Batch Prediction API¶
The Batch Prediction API provides flexible options for intake and output when scoring large datasets using the prediction servers you have already deployed. The API is exposed through the DataRobot Public API. The API can be consumed using either any REST-enabled client or the DataRobot Python Public API bindings.
For more information about Batch Prediction REST API routes, view the DataRobot REST API reference documentation.
The main features of the API are:
- Flexible options for intake and output:
- Stream local files and start scoring while still uploading—while simultaneously downloading the results.
- Score large datasets from and to S3.
- Read datasets from the AI Catalog.
- Connect to external data sources using JDBC with bidirectional streaming of scoring data and results.
- Mix intake and output options, for example, scoring from a local file to an S3 target.
- Protection against prediction server overload with a concurrency control level option.
- Inclusion of Prediction Explanations (with an option to add thresholds).
- Support for passthrough columns to correlate scored data with source data.
- Addition of prediction warnings in the output.
- The ability to make predictions with files greater than 1GB via the API.
For more information about making batch prediction settings for time series, reference the time series documentation.
Limits¶
Item | AI Platform (SaaS) | Self-managed AI Platform (VPC or on-prem) |
---|---|---|
Job runtime limit | 4 hours* | Unlimited |
Local file intake size | Unlimited | Unlimited |
Local file write size | Unlimited | Unlimited |
S3 intake size | Unlimited | Unlimited |
S3 write size | 100GB | 100GB (configurable) |
Azure intake size | 4.75TB | 4.75TB |
Azure write size | 195GB | 195GB |
GCP intake size | 5TB | 5TB |
GCP write size | 5TB | 5TB |
JDBC intake size | Unlimited | Unlimited |
JDBC output size | Unlimited | Unlimited |
Concurrent jobs | 1 per prediction instance | 1 per installation |
Stored data retention time For local file adapters |
48 hours | 48 hours (configurable) |
* Feature Discovery projects have a job runtime limit of 6 hours.
Concurrent jobs¶
To ensure that the prediction server does not get overloaded, DataRobot will only run one job per prediction instance.

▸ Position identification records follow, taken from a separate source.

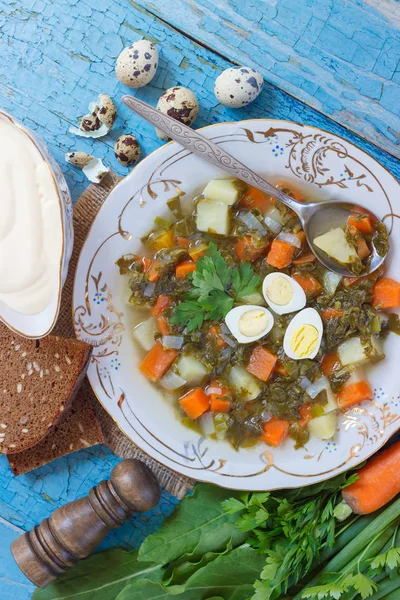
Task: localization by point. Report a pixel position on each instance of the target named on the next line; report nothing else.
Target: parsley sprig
(216, 286)
(290, 531)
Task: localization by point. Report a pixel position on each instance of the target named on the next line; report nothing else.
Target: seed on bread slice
(77, 428)
(39, 378)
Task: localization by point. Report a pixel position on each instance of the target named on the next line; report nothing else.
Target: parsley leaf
(216, 285)
(244, 280)
(190, 313)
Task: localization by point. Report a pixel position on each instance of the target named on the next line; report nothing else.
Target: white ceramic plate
(40, 324)
(315, 162)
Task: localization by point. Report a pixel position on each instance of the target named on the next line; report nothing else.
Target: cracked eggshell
(106, 110)
(78, 159)
(237, 87)
(179, 103)
(95, 171)
(90, 126)
(137, 64)
(127, 150)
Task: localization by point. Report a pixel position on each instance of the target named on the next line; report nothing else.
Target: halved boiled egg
(303, 335)
(283, 294)
(249, 323)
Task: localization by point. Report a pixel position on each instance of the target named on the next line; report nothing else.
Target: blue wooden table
(334, 64)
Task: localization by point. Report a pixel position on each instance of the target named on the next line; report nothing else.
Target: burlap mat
(85, 211)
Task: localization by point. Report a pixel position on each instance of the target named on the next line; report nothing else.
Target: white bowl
(40, 324)
(313, 161)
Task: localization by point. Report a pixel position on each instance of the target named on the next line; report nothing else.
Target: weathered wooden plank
(57, 55)
(341, 57)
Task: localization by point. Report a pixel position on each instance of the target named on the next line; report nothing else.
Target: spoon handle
(202, 146)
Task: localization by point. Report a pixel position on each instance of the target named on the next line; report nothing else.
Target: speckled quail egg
(137, 64)
(283, 294)
(303, 335)
(105, 110)
(95, 170)
(78, 159)
(249, 323)
(238, 87)
(179, 103)
(127, 150)
(99, 120)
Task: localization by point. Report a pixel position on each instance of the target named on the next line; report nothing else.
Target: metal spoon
(316, 217)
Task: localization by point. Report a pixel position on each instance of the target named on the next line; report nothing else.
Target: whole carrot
(378, 482)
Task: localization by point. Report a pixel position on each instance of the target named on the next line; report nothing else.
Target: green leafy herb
(228, 577)
(290, 531)
(198, 525)
(102, 576)
(216, 286)
(223, 545)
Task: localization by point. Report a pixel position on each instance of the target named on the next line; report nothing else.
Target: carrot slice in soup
(310, 285)
(386, 293)
(157, 361)
(305, 259)
(362, 248)
(275, 431)
(146, 263)
(330, 363)
(255, 198)
(281, 254)
(305, 412)
(160, 305)
(363, 224)
(377, 484)
(163, 326)
(153, 273)
(194, 403)
(220, 397)
(215, 332)
(182, 242)
(354, 394)
(331, 313)
(246, 250)
(197, 252)
(261, 363)
(183, 269)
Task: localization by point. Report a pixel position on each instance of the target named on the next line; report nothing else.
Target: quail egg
(303, 335)
(137, 64)
(99, 120)
(95, 170)
(179, 103)
(238, 87)
(127, 150)
(249, 323)
(78, 159)
(283, 294)
(105, 110)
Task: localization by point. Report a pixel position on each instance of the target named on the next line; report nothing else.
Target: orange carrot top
(281, 254)
(386, 293)
(261, 363)
(157, 361)
(378, 482)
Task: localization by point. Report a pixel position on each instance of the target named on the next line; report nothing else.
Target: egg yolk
(253, 322)
(304, 340)
(280, 291)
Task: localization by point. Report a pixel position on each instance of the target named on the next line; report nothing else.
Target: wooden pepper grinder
(74, 530)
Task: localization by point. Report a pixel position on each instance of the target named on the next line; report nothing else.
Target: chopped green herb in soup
(251, 336)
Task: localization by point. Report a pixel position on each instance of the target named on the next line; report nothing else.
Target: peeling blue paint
(359, 38)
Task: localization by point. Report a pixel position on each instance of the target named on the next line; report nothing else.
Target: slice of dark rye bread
(38, 379)
(77, 428)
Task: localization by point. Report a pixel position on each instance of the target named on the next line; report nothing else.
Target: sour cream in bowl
(36, 234)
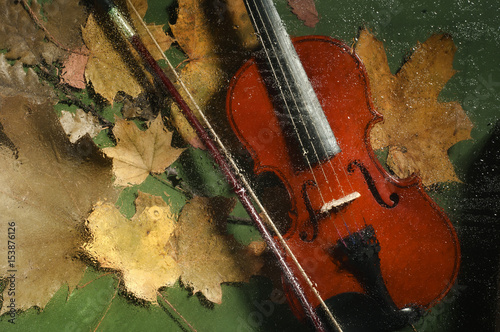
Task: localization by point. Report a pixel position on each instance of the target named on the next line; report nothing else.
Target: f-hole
(371, 185)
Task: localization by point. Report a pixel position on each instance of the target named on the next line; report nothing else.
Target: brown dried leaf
(47, 187)
(15, 81)
(204, 73)
(73, 72)
(206, 255)
(139, 153)
(139, 248)
(26, 42)
(106, 68)
(306, 11)
(153, 249)
(417, 128)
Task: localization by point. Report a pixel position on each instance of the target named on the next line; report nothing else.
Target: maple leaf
(47, 187)
(306, 11)
(208, 256)
(417, 127)
(140, 248)
(154, 249)
(206, 72)
(139, 153)
(106, 67)
(23, 39)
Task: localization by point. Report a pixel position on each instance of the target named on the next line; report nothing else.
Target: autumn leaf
(14, 81)
(106, 67)
(73, 72)
(305, 10)
(139, 153)
(206, 255)
(153, 249)
(25, 41)
(205, 73)
(418, 128)
(139, 248)
(47, 187)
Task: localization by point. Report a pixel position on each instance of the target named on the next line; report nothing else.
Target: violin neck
(293, 95)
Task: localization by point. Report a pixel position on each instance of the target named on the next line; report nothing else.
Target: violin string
(287, 107)
(243, 179)
(309, 164)
(295, 128)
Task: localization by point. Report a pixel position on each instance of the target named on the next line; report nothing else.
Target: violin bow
(228, 166)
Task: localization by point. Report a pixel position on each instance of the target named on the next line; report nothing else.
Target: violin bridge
(333, 204)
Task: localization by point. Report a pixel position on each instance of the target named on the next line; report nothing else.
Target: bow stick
(239, 184)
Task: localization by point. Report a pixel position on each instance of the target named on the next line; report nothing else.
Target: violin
(377, 249)
(363, 251)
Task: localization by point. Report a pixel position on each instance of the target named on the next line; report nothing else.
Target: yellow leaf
(139, 248)
(417, 128)
(208, 256)
(47, 187)
(209, 50)
(106, 67)
(139, 153)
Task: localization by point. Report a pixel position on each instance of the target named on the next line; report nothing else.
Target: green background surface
(472, 205)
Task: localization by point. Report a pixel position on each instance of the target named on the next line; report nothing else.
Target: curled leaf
(47, 187)
(139, 153)
(208, 256)
(417, 127)
(139, 248)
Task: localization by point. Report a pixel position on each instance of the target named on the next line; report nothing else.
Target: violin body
(417, 249)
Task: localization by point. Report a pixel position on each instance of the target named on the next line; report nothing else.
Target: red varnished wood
(420, 252)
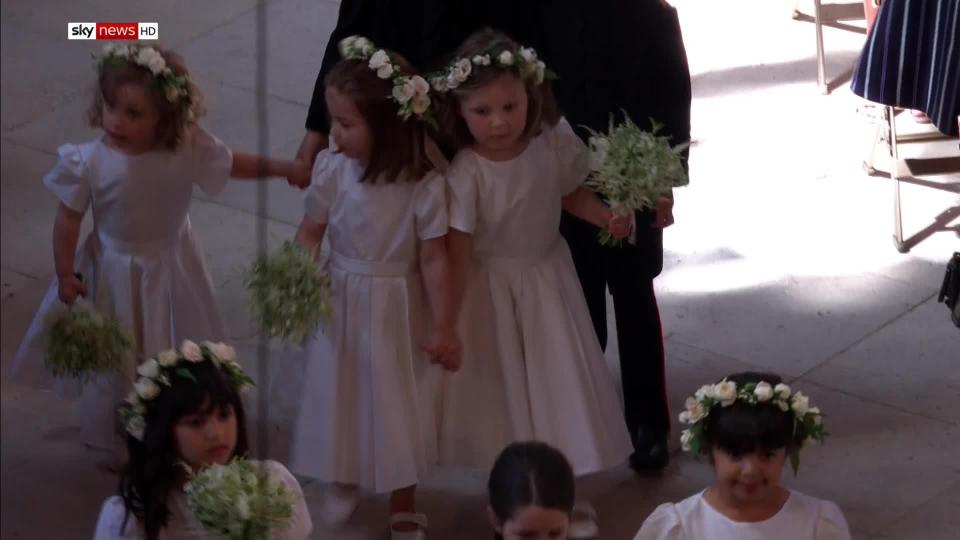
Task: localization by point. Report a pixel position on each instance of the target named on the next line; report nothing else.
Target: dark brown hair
(742, 428)
(153, 469)
(174, 118)
(397, 148)
(541, 104)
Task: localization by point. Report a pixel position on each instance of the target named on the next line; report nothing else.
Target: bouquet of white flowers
(289, 293)
(82, 343)
(632, 167)
(239, 501)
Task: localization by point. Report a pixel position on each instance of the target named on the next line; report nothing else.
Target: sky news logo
(113, 31)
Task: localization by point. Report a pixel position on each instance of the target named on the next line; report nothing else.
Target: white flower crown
(158, 372)
(523, 61)
(410, 92)
(176, 88)
(807, 420)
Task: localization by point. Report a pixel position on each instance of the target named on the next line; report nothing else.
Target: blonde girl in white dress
(532, 368)
(362, 423)
(142, 264)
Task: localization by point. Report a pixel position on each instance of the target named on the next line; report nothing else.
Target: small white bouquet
(289, 293)
(632, 167)
(82, 343)
(239, 501)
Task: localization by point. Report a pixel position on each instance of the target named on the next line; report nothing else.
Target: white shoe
(584, 525)
(337, 504)
(420, 520)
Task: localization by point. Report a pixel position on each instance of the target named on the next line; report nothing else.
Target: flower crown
(410, 92)
(807, 420)
(522, 61)
(176, 88)
(158, 372)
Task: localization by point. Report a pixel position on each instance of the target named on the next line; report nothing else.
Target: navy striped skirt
(912, 60)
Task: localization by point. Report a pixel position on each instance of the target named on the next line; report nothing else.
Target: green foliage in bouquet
(239, 501)
(632, 167)
(82, 343)
(289, 293)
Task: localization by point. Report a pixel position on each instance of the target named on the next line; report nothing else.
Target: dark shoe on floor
(651, 453)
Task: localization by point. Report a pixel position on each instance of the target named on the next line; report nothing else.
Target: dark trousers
(628, 271)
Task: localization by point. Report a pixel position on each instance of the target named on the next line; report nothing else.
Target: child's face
(748, 478)
(496, 115)
(207, 438)
(348, 128)
(131, 120)
(533, 523)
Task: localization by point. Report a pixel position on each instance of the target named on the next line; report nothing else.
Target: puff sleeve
(462, 178)
(211, 161)
(319, 197)
(430, 207)
(68, 178)
(573, 157)
(831, 525)
(663, 524)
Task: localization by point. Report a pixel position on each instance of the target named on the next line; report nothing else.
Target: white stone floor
(781, 260)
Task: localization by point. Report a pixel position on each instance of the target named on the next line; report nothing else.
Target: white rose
(380, 62)
(403, 91)
(685, 439)
(420, 85)
(541, 72)
(705, 391)
(800, 404)
(191, 351)
(146, 388)
(223, 351)
(763, 391)
(136, 426)
(149, 369)
(462, 69)
(726, 392)
(172, 93)
(167, 358)
(528, 54)
(421, 102)
(243, 508)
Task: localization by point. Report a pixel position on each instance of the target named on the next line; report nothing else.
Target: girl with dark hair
(376, 196)
(185, 413)
(531, 493)
(748, 425)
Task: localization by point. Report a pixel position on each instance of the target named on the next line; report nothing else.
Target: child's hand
(444, 348)
(299, 175)
(664, 208)
(69, 288)
(619, 226)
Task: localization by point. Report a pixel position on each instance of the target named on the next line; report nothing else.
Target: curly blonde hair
(174, 118)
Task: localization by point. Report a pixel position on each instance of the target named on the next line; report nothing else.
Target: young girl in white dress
(142, 264)
(531, 491)
(748, 425)
(361, 423)
(185, 409)
(532, 367)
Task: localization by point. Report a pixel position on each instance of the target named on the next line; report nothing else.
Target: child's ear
(494, 522)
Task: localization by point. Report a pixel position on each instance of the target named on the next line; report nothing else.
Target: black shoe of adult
(651, 453)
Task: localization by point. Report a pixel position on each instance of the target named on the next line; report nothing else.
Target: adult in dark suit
(613, 56)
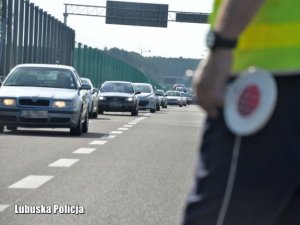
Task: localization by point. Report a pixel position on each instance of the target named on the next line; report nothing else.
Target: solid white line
(3, 207)
(31, 182)
(127, 125)
(108, 137)
(141, 118)
(98, 142)
(84, 150)
(123, 128)
(116, 132)
(64, 163)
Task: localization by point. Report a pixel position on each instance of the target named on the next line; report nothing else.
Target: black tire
(95, 114)
(77, 131)
(135, 112)
(11, 128)
(153, 110)
(157, 107)
(85, 125)
(90, 113)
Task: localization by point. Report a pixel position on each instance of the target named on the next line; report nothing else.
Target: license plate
(34, 114)
(114, 104)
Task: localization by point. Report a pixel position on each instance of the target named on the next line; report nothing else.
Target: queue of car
(55, 96)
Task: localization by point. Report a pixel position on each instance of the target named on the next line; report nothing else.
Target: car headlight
(61, 104)
(9, 102)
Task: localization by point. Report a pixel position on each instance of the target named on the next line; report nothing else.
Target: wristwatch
(215, 41)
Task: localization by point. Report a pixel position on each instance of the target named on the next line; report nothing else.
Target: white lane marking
(116, 132)
(108, 137)
(127, 125)
(123, 128)
(141, 118)
(98, 142)
(3, 207)
(84, 151)
(63, 163)
(31, 182)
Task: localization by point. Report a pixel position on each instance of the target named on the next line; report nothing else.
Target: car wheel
(85, 125)
(95, 114)
(153, 110)
(91, 113)
(135, 112)
(11, 128)
(78, 129)
(157, 107)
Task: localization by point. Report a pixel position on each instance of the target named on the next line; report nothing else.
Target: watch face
(210, 39)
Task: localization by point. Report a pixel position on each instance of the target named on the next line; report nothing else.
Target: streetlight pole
(142, 51)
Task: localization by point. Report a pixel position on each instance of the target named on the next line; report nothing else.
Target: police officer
(266, 188)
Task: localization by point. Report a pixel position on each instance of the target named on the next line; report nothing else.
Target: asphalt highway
(125, 171)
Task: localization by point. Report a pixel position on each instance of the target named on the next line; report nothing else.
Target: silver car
(93, 98)
(42, 95)
(175, 98)
(147, 98)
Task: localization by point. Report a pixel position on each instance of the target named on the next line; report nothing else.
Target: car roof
(46, 66)
(116, 81)
(142, 84)
(174, 91)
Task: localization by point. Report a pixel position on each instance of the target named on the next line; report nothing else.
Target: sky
(185, 40)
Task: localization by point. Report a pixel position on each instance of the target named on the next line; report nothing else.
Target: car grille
(8, 118)
(35, 120)
(115, 99)
(60, 120)
(143, 103)
(34, 102)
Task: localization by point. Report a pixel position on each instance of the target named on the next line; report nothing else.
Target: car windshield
(144, 88)
(173, 93)
(159, 93)
(41, 77)
(117, 87)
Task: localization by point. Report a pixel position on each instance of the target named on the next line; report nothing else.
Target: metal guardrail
(31, 35)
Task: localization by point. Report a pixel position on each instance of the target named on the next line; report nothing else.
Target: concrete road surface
(125, 171)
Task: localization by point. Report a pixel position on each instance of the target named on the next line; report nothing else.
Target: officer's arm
(234, 15)
(211, 76)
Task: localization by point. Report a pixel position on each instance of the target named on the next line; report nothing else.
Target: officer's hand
(210, 79)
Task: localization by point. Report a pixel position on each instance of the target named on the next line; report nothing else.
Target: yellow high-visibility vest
(271, 40)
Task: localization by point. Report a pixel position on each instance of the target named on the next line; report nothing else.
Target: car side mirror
(85, 87)
(95, 90)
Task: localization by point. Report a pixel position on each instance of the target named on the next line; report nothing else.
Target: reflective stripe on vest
(272, 39)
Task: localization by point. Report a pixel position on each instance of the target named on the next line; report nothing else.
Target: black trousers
(266, 190)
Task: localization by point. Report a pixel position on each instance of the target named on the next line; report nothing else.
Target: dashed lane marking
(98, 142)
(116, 132)
(108, 137)
(127, 125)
(123, 128)
(84, 150)
(3, 207)
(63, 163)
(31, 182)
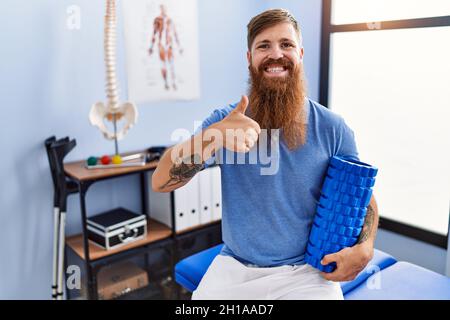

Further jobs are queued and started as soon as previous jobs complete.
Data pipeline¶
A Batch Prediction job is a data pipeline consisting of:
Data Intake > Concurrent Scoring > Data Output
On creation, the job's intakeSettings
and outputSettings
define the data intake and data output part of the pipeline.
You can configure any combination of intake and output options.
For both, the defaults are local file intake and output, meaning you will have to issue a separate PUT
request with the data to score and subsequently download the scored data.
Data sources supported for batch predictions¶
The following table shows the data source support for batch predictions.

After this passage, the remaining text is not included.